Tuesday, February 8, 2011

Bittersweet


My last day in Mexico included a trip to the lavender farm, a 3 mile jog with my trusty bodyguard Davis, the purchase of 3 kilos of fresh strawberries, and a wide array of strawberry creations (strawberry sorbet, mini strawberry pies, strawberry jam)!





















Saturday, February 5, 2011

Allowing...Easier Said Than Done

Over the last two years or so, the conversation of allowing for life and whatever it has in store has been very prevelant in my family. Whether it be concerning the problems that arise when you have siblings that are half of your age, moving to a new house or country, or overcoming racial stigma, allowing for the things that come our way is a necessary struggle. This is a major hurdle for me regardless of the situation, but at the same time it is something that I am committed to achieving.

Just after I broke my leg in the Autumn of 2009, I was laying in bed on my computer (as there wasn't much to do), when I began to download podcasts of all kinds. I started listening to recordings from Buddhists centers where people would engage in discussion following meditation.One specific podcast stuck with me. They were on the subject of grief, a topic most people can relate to on some level, and one I thought was especially pertinent at the time since I was trying to swallow the fact that I had lost the season I anticipated for 10 months in a matter of seconds. Among other things, they talked about being with sadness, and allowing for its presence, recognizing it's there and that it is a part of life's constant cycle.
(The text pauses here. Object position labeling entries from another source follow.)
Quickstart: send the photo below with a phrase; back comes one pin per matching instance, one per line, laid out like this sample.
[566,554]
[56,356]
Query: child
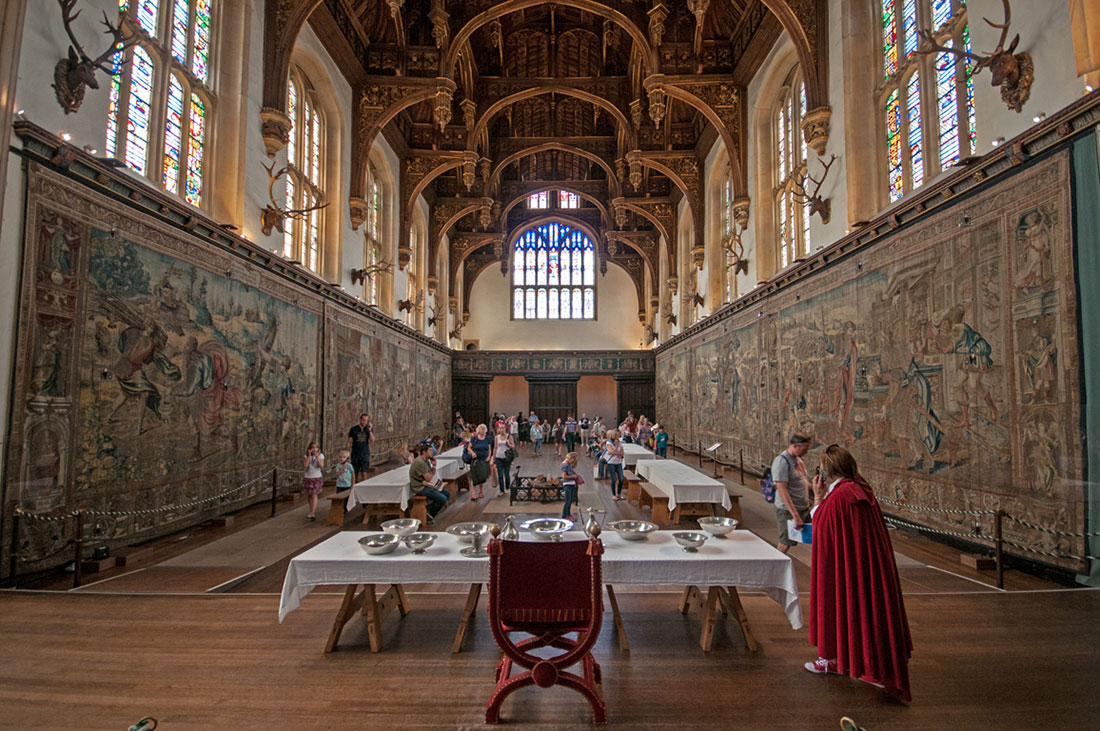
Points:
[569,483]
[661,439]
[344,472]
[312,483]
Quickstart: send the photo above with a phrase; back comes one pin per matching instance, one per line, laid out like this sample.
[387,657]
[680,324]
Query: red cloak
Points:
[856,610]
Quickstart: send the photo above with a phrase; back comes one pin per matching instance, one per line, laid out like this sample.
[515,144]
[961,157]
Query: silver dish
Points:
[402,528]
[377,544]
[633,530]
[717,527]
[420,542]
[548,528]
[465,531]
[690,540]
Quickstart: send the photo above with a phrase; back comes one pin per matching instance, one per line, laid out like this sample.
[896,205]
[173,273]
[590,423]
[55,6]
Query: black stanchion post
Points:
[78,551]
[274,488]
[999,550]
[13,555]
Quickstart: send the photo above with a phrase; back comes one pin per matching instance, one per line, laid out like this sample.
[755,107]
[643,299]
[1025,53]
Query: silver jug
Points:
[591,522]
[509,532]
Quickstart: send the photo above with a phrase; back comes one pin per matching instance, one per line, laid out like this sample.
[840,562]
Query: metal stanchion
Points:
[78,551]
[274,488]
[999,549]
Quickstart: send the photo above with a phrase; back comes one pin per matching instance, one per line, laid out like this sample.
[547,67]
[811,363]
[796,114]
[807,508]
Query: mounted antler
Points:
[1012,72]
[74,74]
[360,276]
[273,217]
[818,206]
[409,305]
It was all flowing nicely but the mention of one specific example struck at every appropriate heartstring. The speaker quoted a book that was discussing how scientists have measured the sound waves outside of cocoons and determined that the caterpillar in the cocoon is actually screaming in pain. From this we can gather that while transformation is often a painful process, it turns into something beautiful- a butterfly. I listened to the two minute explanation multiple times and decided that was a necessary point to live by.



This last November, my sister came to Minnesota to visit, and while I had told her the story during her pregnancy (6 months earlier and definitely necessary timing), I reminded her of it and proposed and image of a tattoo symbolizing the concept with
the word "allow" running down the cocoon. Three days later, we had the tattoo, though in different spots and with slightly different details.


As I approach yet another hiatus from my mom and sister, two people I consider to be a part of me, I am constantly reminding myself to allow for the space between us as it will be that much sweeter when I see them again. Along with that, I am allowing for my time in Greece to be an adventure in which I will try my hardest not to be attached to the outcome.


Basically, I feel as though the problems in our lives, regardless of their size or relative importance, are a direct result of a lack of allowance. It is now my life mission to minimize if not eliminate that small-minded behavior.